The impact of zero-width characters on ENS may be greater than you think

ENS founder nick.eth responded to the issue of zero-width characters: “We are not as strict as ICANN on most gTLDs. Domain names like emoji make good use of ENS.” “ENS prohibits parsing. Non-UTS-46 domain names are not implemented at the contract level-it is impractical to write the specifications into the contract-this should be part of the client’s need to solve the problem.” Of course, he also made positive for users Said, “We will consider adding to the standardization rules to prohibit this situation that you have discovered.”

There are many emojis. In fact, there are a large number of emojis that are composites of basic emojis. For example, “woman”, “zero-width character”, and “rocket” together will be recognized by the computer as “astronaut”. . With zero-width characters, more expressions can be incorporated on the basis of a streamlined code set. And this is also the basis for ENS to support almost all emojis. Therefore, ENS cannot shield the use of zero-width characters.

In the previous article, we mentioned the “.tk” domain name of Web2.0, which is the first domain name in the world that supports emoji. How does the traditional Web2.0 domain name solve this problem? In the “UTS46” standard of the “IDN2008 Specification” mentioned above, the use of zero-width characters in different texts and the use of emoji have been strictly regulated.

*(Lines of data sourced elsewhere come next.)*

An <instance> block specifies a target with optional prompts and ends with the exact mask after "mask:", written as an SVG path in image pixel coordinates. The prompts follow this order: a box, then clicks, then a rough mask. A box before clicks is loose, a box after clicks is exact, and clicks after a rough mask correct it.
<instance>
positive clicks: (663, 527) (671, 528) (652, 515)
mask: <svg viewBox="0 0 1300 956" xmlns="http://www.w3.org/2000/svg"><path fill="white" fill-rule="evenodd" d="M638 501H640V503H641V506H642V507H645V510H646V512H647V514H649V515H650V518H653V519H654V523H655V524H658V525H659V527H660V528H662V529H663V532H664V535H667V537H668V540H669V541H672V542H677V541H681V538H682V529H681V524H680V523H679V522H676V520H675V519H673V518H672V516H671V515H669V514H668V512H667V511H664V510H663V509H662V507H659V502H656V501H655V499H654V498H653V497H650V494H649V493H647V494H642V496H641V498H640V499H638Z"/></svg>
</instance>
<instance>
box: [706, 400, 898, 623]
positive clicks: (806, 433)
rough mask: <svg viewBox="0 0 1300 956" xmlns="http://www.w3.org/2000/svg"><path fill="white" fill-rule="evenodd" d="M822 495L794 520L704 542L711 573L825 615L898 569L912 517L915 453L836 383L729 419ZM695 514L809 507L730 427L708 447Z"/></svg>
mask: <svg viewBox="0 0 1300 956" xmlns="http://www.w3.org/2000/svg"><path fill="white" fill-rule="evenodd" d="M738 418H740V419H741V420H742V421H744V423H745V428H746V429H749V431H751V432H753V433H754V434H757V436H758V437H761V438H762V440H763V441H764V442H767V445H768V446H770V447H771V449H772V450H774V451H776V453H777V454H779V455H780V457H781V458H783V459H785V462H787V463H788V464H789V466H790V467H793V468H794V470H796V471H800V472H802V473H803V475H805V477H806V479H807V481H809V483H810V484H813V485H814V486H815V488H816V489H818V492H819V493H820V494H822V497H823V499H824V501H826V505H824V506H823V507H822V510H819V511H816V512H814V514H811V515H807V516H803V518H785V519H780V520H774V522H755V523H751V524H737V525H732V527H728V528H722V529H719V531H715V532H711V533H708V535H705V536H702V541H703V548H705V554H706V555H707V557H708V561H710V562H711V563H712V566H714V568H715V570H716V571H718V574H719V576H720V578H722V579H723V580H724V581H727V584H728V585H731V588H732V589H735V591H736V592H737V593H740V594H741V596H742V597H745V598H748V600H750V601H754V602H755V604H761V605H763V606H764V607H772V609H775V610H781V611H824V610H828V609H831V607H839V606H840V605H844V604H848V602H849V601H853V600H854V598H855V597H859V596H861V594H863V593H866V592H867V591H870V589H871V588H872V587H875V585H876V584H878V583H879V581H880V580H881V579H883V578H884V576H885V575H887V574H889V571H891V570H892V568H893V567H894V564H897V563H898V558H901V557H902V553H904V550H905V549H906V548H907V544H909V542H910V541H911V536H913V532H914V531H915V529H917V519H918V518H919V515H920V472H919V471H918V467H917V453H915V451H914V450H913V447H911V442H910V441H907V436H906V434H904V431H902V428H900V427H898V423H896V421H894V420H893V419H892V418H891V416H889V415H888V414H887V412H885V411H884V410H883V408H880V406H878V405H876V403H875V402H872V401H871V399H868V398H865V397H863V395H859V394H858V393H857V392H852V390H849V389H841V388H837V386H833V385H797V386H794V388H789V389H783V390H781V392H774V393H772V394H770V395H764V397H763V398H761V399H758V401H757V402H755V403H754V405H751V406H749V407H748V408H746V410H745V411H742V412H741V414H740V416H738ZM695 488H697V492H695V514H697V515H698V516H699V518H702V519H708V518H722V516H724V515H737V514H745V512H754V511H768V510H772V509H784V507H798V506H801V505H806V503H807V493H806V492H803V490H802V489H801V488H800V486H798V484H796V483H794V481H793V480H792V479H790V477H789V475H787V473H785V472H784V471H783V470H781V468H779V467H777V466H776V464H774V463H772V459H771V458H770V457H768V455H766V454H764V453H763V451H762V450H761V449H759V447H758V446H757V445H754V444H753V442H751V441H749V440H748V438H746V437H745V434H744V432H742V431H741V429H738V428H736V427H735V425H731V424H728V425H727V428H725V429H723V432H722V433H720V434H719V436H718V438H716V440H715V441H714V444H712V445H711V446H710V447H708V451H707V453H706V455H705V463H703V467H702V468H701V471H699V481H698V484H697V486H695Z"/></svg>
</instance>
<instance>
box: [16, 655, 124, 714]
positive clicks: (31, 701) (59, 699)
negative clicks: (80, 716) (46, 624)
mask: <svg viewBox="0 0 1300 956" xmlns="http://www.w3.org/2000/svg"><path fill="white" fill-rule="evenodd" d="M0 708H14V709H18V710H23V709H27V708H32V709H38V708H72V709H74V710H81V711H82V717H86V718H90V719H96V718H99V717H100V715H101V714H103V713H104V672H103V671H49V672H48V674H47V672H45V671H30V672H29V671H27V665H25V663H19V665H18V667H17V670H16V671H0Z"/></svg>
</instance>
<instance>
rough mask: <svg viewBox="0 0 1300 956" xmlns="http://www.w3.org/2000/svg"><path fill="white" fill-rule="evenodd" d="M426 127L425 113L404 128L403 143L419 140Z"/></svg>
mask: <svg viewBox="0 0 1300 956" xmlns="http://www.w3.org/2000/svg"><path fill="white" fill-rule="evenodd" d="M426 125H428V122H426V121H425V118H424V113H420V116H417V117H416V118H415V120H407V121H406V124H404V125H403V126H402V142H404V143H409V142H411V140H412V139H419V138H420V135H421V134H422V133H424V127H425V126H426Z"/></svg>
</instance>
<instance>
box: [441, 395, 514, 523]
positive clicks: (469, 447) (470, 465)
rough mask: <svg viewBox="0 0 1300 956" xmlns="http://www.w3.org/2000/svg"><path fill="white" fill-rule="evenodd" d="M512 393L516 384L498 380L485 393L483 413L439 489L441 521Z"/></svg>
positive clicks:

The impact of zero-width characters on ENS may be greater than you think

During the discussion in April, Nick explained to community members that the use of zero-width characters is at the smart contract level, “However, this is very good, and the design of ENS has always been like this.” “The whitelist rule is useless here, because The domain name can contain multiple characters, not just emoji.”

Risk control and hidden danger elimination

So far, we have not seen any measures taken by the ENS team to fix this security risk at the contract level. All precautions against this risk are made by the centralized Web2.0 front-end.

In OpenSea, ENS domain names containing zero-width characters are marked with a yellow exclamation mark.

The impact of zero-width characters on ENS may be greater than you think

In etherscan, ENS domains with similar risks are marked with an asterisk.

The impact of zero-width characters on ENS may be greater than you think

On Metamask, although there is no additional risk warning, Metamask can recognize that the string contains a zero-width character, and use “?” to display this character.

The impact of zero-width characters on ENS may be greater than you think

With the help of centralized methods, the security risks of ENS domain names are reduced to a certain extent. But when we enter a completely open Web3.0 world, how much effect will centralized methods play? If this hidden danger cannot be eliminated, ENS is still far from his vision of naming all digital resources.

One day in the future, someone will send you a link to an announcement at http://www.binance.eth. Do you dare to click it?

Posted by:CoinYuppie,Reprinted with attribution to:
Coinyuppie is an open information publishing platform, all information provided is not related to the views and positions of coinyuppie, and does not constitute any investment and financial advice. Users are expected to carefully screen and prevent risks.